I’m not sure what to blame. Maybe it was the let down of a somewhat “normal” day, one filled with errands and chores instead of roller coasters and birthday parties; or maybe it was this pulse of prednisone kicking in at full speed. Whatever the culprit, today was definitely challenging. The boys were at each other quite a bit, and Benjamin in particular was exceptionally spicy. But we managed. We swam through the seas of anxious drivers to check things off of our Christmas shopping and grocery lists.

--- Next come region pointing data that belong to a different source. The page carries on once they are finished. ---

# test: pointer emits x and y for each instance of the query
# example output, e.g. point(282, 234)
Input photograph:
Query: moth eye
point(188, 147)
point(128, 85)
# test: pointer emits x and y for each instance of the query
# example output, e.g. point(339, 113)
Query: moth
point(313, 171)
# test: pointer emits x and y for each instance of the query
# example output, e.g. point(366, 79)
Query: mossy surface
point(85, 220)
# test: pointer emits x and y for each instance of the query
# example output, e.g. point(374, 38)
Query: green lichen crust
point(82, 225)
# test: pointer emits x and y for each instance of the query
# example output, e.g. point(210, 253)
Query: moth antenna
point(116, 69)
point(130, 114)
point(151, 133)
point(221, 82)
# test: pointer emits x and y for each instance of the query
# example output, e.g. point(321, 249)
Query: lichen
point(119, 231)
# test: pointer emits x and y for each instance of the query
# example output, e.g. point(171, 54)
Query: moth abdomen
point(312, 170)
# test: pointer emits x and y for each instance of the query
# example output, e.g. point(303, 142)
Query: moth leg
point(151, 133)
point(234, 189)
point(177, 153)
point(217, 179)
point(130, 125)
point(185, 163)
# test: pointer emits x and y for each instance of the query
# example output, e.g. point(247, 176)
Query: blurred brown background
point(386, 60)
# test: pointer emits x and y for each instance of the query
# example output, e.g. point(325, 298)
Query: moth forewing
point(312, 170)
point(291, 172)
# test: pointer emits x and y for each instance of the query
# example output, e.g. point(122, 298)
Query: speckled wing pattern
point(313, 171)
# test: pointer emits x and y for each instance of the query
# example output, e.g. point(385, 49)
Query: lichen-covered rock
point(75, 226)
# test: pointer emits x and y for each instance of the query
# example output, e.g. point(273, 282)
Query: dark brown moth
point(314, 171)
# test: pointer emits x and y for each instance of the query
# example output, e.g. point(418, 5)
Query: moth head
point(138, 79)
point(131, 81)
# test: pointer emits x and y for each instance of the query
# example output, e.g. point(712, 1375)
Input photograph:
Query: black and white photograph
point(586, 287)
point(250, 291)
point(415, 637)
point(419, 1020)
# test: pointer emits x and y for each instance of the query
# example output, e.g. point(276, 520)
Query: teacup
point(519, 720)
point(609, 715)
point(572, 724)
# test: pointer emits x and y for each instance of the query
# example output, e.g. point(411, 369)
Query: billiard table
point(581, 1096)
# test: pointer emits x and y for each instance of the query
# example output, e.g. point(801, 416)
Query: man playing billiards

One of our last stops before heading home was to the Team Tony Foundation. This amazing organization has reached out to us countless times without us ever asking them for a single thing. Today, they told us to stop by the office and pick up some Christmas gifts for the boys. When I arrived, my jaw hit the floor. There wasn’t just one gift or two, but a trunkload of gifts. Just because they wanted to make our holiday brighter. There are so many exceptionally kind people in the world; last night when we came home from Busch Gardens, there were three packages at our doorstep. Two were birthday gifts for Benji from dear friends, and one was a sweet gift for me, from a woman I’ve never met who reads this blog. Kindness comes to us in giant tsunami waves.
Our dinner experience indicated that this cycle of prednisone has taken full effect. Benjamin is once again being held hostage by his own hunger and the mental instability it creates. However, tonight, he was finally able to dominate his feelings, in a process that took great effort and control. I told him that when I picked up the gifts from the Team Tony Foundation today, Tony told me how horrible the steroids were for him, making him eat everything in sight. This is one of the challenges Benjamin will be living with for years. I am proud of him for beginning to learn how to conquer this necessary evil.
Christmas Eve tomorrow. Memories of last year are trying to force their way in. Benji’s bruises were becoming more noticeable, his tummy pains beginning each night. There are so many things I would rather focus on now. We have much cause for celebration, for peace, for sharing our abundant gifts, even on the days that are a little crazy. So that’s what I choose to do. Celebrate!